Orestis Argyros1, Suet-Ping Wong, Richard P Harbottle
1Imperial College London, Gene Therapy Research Group, Sir Alexander Fleming Building, National Heart and Lung Institute, South Kensington, London SW7 2AZ, UK. o.argyros@imperial.ac.uk
Scaffold matrix attachment regions (S/MARs) elements offer a safer, episomal gene therapy vector alternative to integrated retroviral vectors.
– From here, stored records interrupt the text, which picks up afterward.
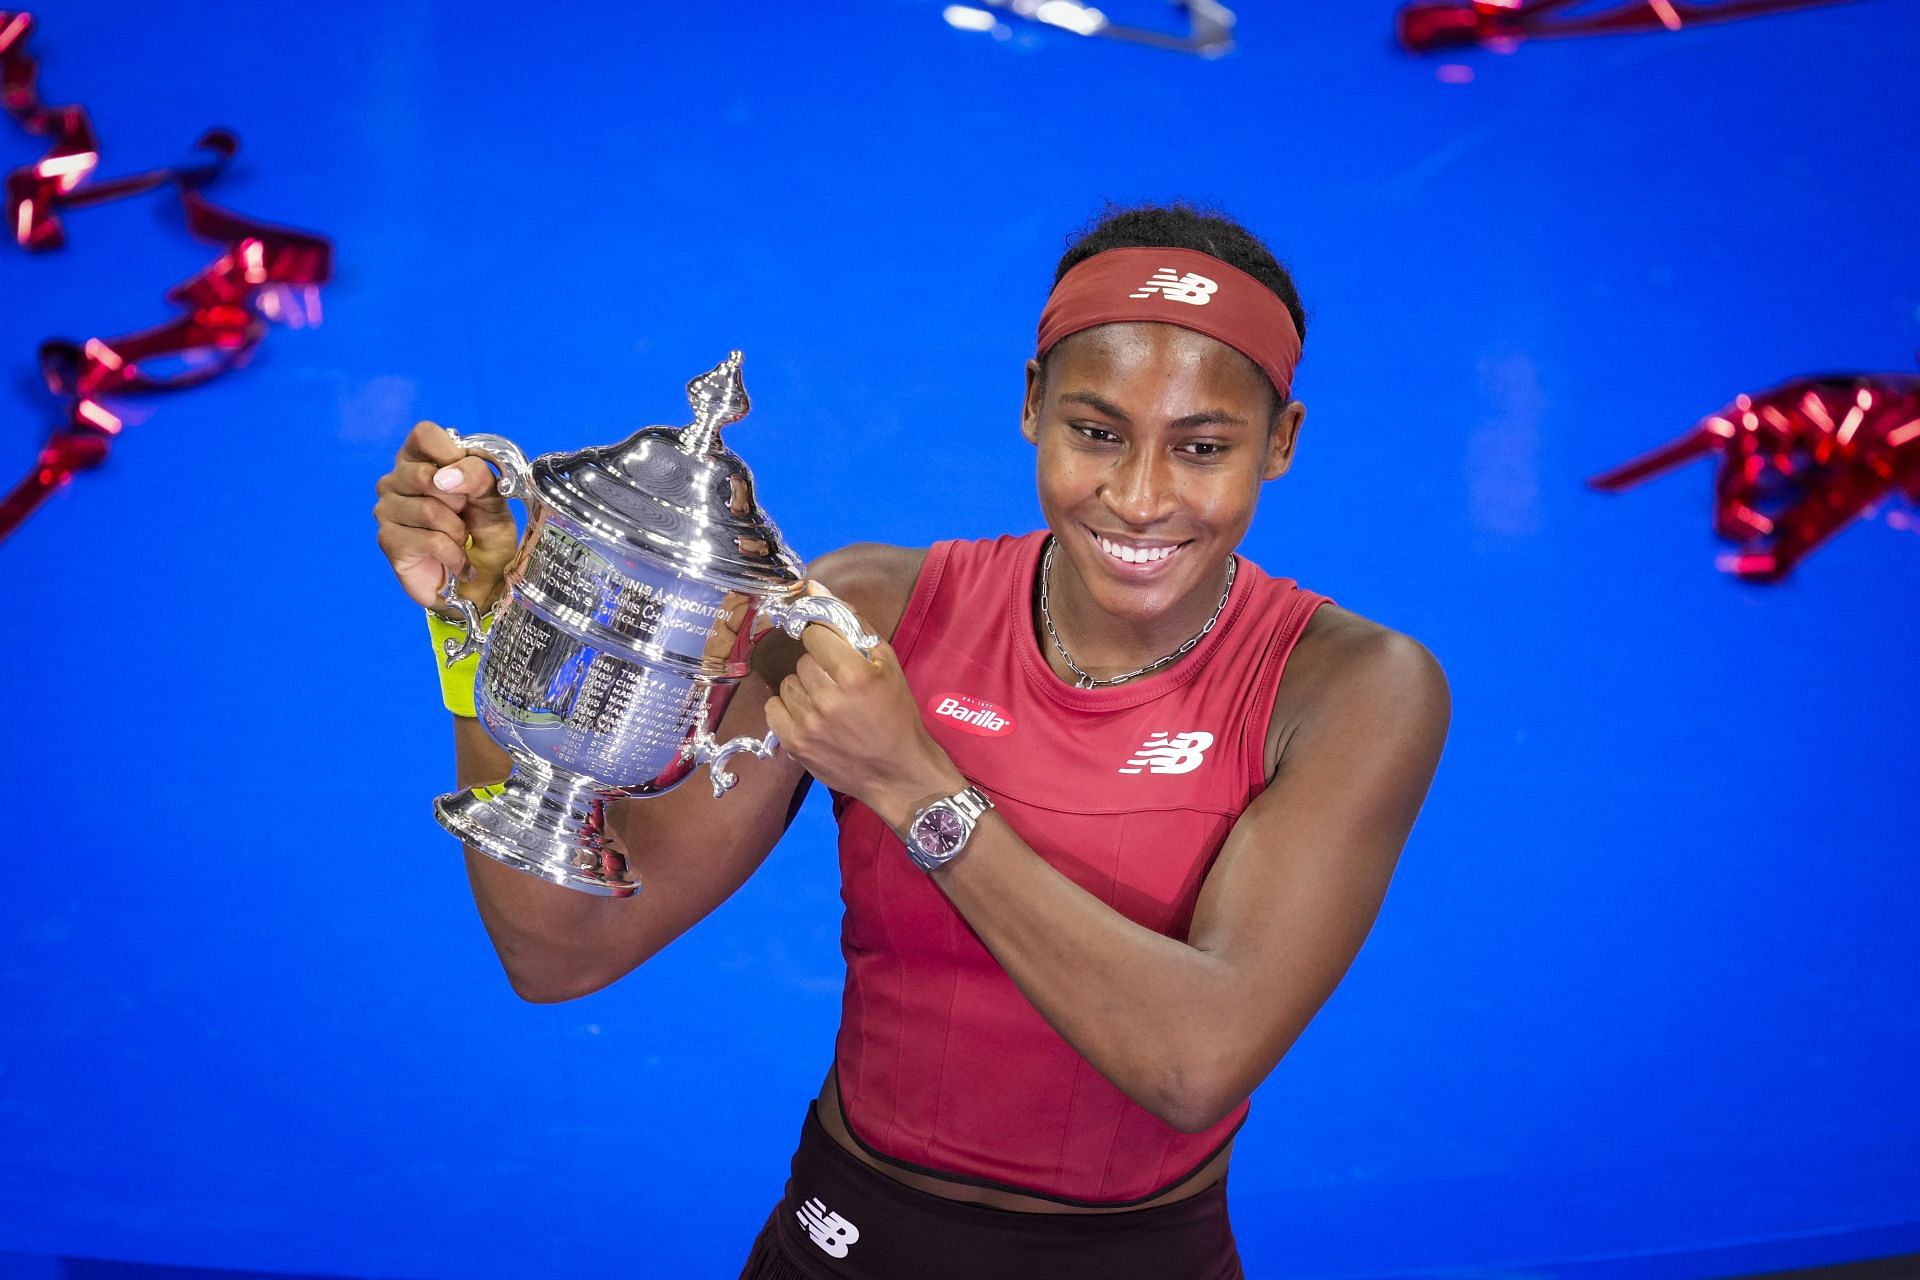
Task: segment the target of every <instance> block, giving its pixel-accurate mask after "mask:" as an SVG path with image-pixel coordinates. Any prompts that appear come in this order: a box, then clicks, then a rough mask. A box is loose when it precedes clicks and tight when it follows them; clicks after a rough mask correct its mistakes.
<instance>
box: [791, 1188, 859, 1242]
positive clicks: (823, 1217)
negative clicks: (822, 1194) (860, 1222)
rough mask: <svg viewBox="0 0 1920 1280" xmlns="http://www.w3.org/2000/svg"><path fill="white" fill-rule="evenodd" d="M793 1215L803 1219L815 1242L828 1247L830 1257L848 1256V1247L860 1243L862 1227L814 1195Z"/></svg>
mask: <svg viewBox="0 0 1920 1280" xmlns="http://www.w3.org/2000/svg"><path fill="white" fill-rule="evenodd" d="M793 1217H797V1219H799V1221H801V1226H804V1228H806V1234H808V1236H812V1238H814V1244H816V1245H820V1247H822V1249H826V1253H828V1257H847V1247H849V1245H854V1244H860V1228H858V1226H854V1224H852V1222H849V1221H847V1219H843V1217H841V1215H837V1213H828V1207H826V1205H824V1203H820V1197H818V1196H814V1197H812V1199H808V1201H806V1203H804V1205H801V1207H799V1209H797V1211H795V1213H793Z"/></svg>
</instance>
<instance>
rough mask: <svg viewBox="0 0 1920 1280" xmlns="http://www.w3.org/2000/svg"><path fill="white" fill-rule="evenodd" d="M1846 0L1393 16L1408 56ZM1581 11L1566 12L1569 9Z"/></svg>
mask: <svg viewBox="0 0 1920 1280" xmlns="http://www.w3.org/2000/svg"><path fill="white" fill-rule="evenodd" d="M1826 4H1845V0H1718V4H1688V2H1686V0H1628V4H1619V6H1613V8H1603V10H1599V12H1592V8H1594V6H1590V4H1586V0H1419V2H1415V4H1407V6H1402V10H1400V13H1398V15H1396V21H1394V25H1396V35H1398V36H1400V46H1402V48H1404V50H1407V52H1409V54H1432V52H1436V50H1446V48H1461V46H1467V44H1490V46H1496V48H1501V46H1511V44H1515V42H1519V40H1544V38H1553V36H1596V35H1624V33H1632V31H1680V29H1682V27H1697V25H1701V23H1724V21H1734V19H1736V17H1759V15H1761V13H1784V12H1788V10H1811V8H1816V6H1826ZM1572 8H1580V10H1582V12H1580V13H1574V15H1567V10H1572Z"/></svg>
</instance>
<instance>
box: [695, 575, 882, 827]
mask: <svg viewBox="0 0 1920 1280" xmlns="http://www.w3.org/2000/svg"><path fill="white" fill-rule="evenodd" d="M760 616H762V618H766V622H768V624H770V626H776V628H780V629H783V631H785V633H787V635H791V637H793V639H799V637H801V631H804V629H806V628H808V626H812V624H816V622H818V624H820V626H828V628H833V629H835V631H839V635H841V639H845V641H847V643H849V645H852V647H854V649H856V651H860V656H872V654H874V647H876V645H877V643H879V637H877V635H874V633H872V631H868V629H866V624H862V622H860V614H856V612H852V606H849V604H847V601H843V599H839V597H835V595H829V593H828V591H824V589H820V591H818V595H793V597H783V599H772V601H768V603H766V604H764V606H762V608H760ZM743 750H749V752H753V754H755V756H758V758H760V760H772V758H774V752H776V750H780V739H778V737H774V731H772V729H768V731H766V737H733V739H728V741H724V743H722V741H718V739H714V735H712V733H708V731H707V729H701V731H699V733H695V735H693V741H691V743H687V747H685V752H687V756H689V758H691V760H693V764H705V766H708V771H710V773H712V779H714V798H720V796H724V794H726V793H730V791H733V783H737V781H739V777H737V775H735V773H733V771H732V770H730V768H726V762H728V760H732V758H733V756H737V754H739V752H743Z"/></svg>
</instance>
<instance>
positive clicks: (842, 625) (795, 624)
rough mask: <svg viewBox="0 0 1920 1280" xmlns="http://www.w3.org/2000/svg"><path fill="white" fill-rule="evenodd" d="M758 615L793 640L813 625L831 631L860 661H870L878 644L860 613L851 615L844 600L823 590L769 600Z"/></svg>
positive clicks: (825, 589)
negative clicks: (824, 627)
mask: <svg viewBox="0 0 1920 1280" xmlns="http://www.w3.org/2000/svg"><path fill="white" fill-rule="evenodd" d="M760 616H762V618H766V620H768V622H770V624H772V626H776V628H780V629H783V631H785V633H787V635H791V637H793V639H801V631H804V629H806V628H808V626H812V624H814V622H818V624H822V626H826V628H833V629H835V631H839V635H841V639H843V641H847V643H849V645H852V647H854V649H858V651H860V656H862V658H872V656H874V647H876V645H879V637H877V635H874V633H872V631H868V629H866V624H864V622H860V614H856V612H852V608H851V606H849V604H847V601H843V599H839V597H837V595H831V593H829V591H826V589H818V593H816V595H793V597H787V599H772V601H768V603H766V606H764V608H762V610H760Z"/></svg>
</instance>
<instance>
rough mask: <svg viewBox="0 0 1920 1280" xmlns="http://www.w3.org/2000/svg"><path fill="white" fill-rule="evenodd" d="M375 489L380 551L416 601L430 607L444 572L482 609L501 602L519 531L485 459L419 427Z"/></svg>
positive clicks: (375, 512) (384, 475)
mask: <svg viewBox="0 0 1920 1280" xmlns="http://www.w3.org/2000/svg"><path fill="white" fill-rule="evenodd" d="M374 491H376V493H378V495H380V497H378V499H376V501H374V505H372V518H374V520H376V522H378V526H380V532H378V541H380V551H384V553H386V558H388V562H392V566H394V576H396V578H399V585H401V587H403V589H405V591H407V595H409V597H411V599H413V603H415V604H424V606H428V608H436V606H438V604H440V591H442V589H444V587H445V585H447V574H453V576H457V578H459V593H461V595H463V597H467V599H468V601H472V603H474V606H476V608H478V610H480V612H486V610H488V608H490V606H492V604H493V601H495V599H499V595H501V589H503V585H505V572H507V562H509V560H513V553H515V549H518V545H520V532H518V528H516V526H515V522H513V510H509V509H507V499H503V497H501V495H499V489H497V487H495V486H493V472H492V468H488V464H486V461H484V459H480V457H478V455H470V453H467V451H465V449H461V447H459V445H455V443H453V438H451V436H449V434H447V432H445V428H442V426H436V424H432V422H420V424H417V426H415V428H413V432H409V434H407V441H405V443H403V445H401V447H399V453H397V455H396V457H394V470H390V472H388V474H384V476H380V482H378V484H376V486H374Z"/></svg>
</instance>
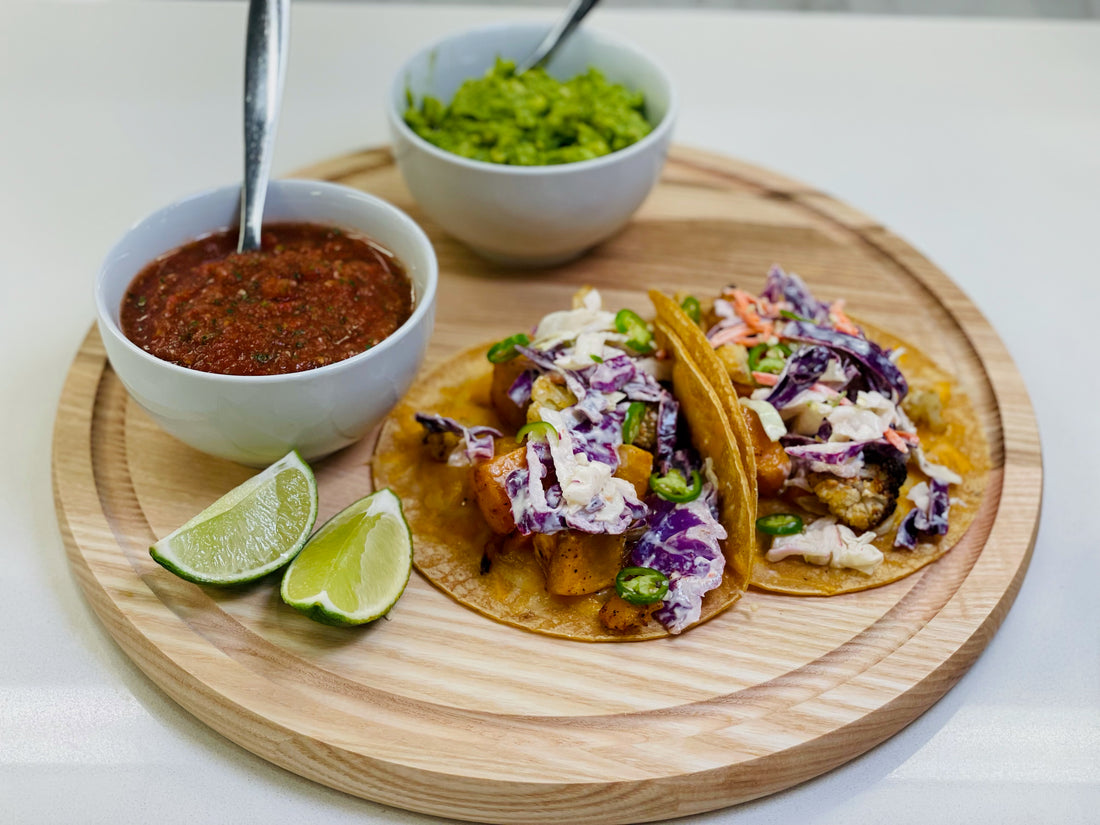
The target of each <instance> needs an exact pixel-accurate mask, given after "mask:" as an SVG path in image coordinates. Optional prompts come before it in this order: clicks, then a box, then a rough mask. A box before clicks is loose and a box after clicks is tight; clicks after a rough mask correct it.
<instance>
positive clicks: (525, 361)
mask: <svg viewBox="0 0 1100 825" xmlns="http://www.w3.org/2000/svg"><path fill="white" fill-rule="evenodd" d="M532 366H533V364H531V362H530V361H528V360H527V359H526V357H525V356H522V355H519V356H518V357H514V359H511V360H510V361H502V362H500V363H499V364H493V384H492V385H491V386H489V400H491V401H492V403H493V409H495V410H496V414H497V415H498V416H499V417H500V420H502V421H503V422H504V423H505V425H506V426H508V427H511V428H514V429H519V428H520V427H522V426H524V425H525V423H527V407H520V406H518V405H517V404H516V403H515V401H514V400H511V398H509V397H508V390H509V389H511V385H513V384H514V383H515V382H516V378H518V377H519V375H520V373H522V372H524V371H525V370H530V368H531V367H532Z"/></svg>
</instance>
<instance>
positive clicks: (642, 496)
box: [615, 444, 653, 498]
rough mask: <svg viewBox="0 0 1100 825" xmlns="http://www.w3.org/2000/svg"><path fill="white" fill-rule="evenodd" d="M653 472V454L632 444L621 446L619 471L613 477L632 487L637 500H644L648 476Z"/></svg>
mask: <svg viewBox="0 0 1100 825" xmlns="http://www.w3.org/2000/svg"><path fill="white" fill-rule="evenodd" d="M652 472H653V453H651V452H649V450H642V449H641V448H640V447H635V445H634V444H623V445H621V447H620V448H619V469H618V470H616V471H615V475H616V476H617V477H619V478H623V480H624V481H628V482H630V483H631V484H632V485H634V489H635V492H636V493H637V494H638V498H645V497H646V493H648V492H649V476H650V475H651V474H652Z"/></svg>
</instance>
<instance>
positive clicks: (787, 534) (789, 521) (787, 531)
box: [757, 513, 802, 536]
mask: <svg viewBox="0 0 1100 825" xmlns="http://www.w3.org/2000/svg"><path fill="white" fill-rule="evenodd" d="M757 529H758V530H759V531H760V532H766V533H768V535H769V536H793V535H794V533H796V532H802V518H801V517H800V516H795V515H794V514H793V513H772V514H771V515H769V516H760V518H758V519H757Z"/></svg>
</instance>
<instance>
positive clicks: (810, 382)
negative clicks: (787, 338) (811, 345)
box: [764, 346, 833, 409]
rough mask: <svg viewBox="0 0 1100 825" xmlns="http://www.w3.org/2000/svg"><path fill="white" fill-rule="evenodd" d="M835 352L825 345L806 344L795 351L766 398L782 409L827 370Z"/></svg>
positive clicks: (776, 407) (770, 401) (788, 361)
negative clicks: (831, 357)
mask: <svg viewBox="0 0 1100 825" xmlns="http://www.w3.org/2000/svg"><path fill="white" fill-rule="evenodd" d="M831 357H833V354H832V353H831V352H829V351H828V350H827V349H825V348H824V346H806V348H804V349H801V350H799V351H798V352H795V353H793V354H792V355H791V356H790V357H789V359H788V360H787V363H785V364H783V372H782V373H780V375H779V382H778V383H777V384H775V386H774V387H772V389H771V392H770V393H769V394H768V397H767V398H766V399H764V400H767V401H768V404H770V405H771V406H773V407H774V408H775V409H782V408H783V407H785V406H787V405H789V404H790V403H791V401H793V400H794V399H795V398H796V397H798V395H799V394H800V393H801V392H802V390H803V389H806V388H809V387H811V386H813V385H814V384H815V383H816V382H817V379H818V378H820V377H821V376H822V373H824V372H825V368H826V367H827V366H828V362H829V359H831Z"/></svg>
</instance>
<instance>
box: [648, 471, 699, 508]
mask: <svg viewBox="0 0 1100 825" xmlns="http://www.w3.org/2000/svg"><path fill="white" fill-rule="evenodd" d="M649 488H650V489H652V491H653V492H654V493H657V495H659V496H660V497H661V498H663V499H664V500H667V502H675V503H676V504H685V503H686V502H694V500H695V499H696V498H698V494H700V493H702V492H703V477H702V476H701V475H700V474H698V471H697V470H692V471H691V486H690V487H689V486H687V480H686V478H684V476H683V473H681V472H680V471H679V470H670V471H669V473H668V475H658V474H657V473H653V474H652V475H651V476H649Z"/></svg>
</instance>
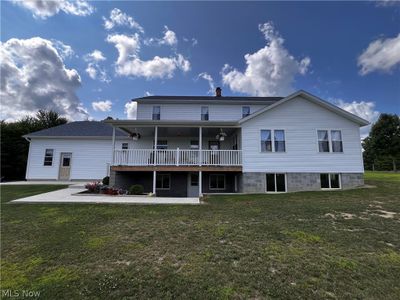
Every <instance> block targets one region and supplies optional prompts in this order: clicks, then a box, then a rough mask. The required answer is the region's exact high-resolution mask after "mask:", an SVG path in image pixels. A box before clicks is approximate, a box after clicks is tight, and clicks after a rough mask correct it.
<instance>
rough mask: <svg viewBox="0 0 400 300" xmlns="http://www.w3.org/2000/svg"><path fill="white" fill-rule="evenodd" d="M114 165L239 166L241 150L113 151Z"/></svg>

These S/MARs-based vectors are efficient, cost-effective, and reduce genotoxicity risks in mammalian cells.
Area of Science:
- Gene therapy vector development
- Episomal DNA maintenance
- Mammalian cell modification
Background:
- Gene therapy shows promise but faces toxicity issues, primarily from integrated retroviral vectors causing oncogenesis.
- Safer, non-genotoxic vectors are crucial for advancing gene therapy.
- Scaffold matrix attachment regions (S/MARs) elements offer a unique class of episomal vectors.
Purpose of the Study:
- To review studies on S/MAR element-based episomal modification of mammalian cells and tissues.
- To highlight applications in liver, brain, muscle, eye, cancer, embryonic cells, and neonatal mice.
- To focus on recent research published between 2000 and 2010.
Main Methods:
- Literature review of studies utilizing S/MAR elements for episomal modification.
- Focus on diverse mammalian cell and tissue types.
- Analysis of data primarily from 2000-2010 publications.
Main Results:
- S/MAR elements enable episomal maintenance of vectors in mammalian cells.
- Successful modification demonstrated across various tissues including liver, brain, muscle, and eye.
- Applications shown in cancer cells, embryonic cells, and neonatal mice models.
Conclusions:
- Vectors containing S/MAR elements provide an efficient method for episomal modification.
- This approach offers a safe and cost-effective alternative for gene therapy vectors.
- S/MAR-based vectors reduce genotoxicity concerns associated with traditional methods.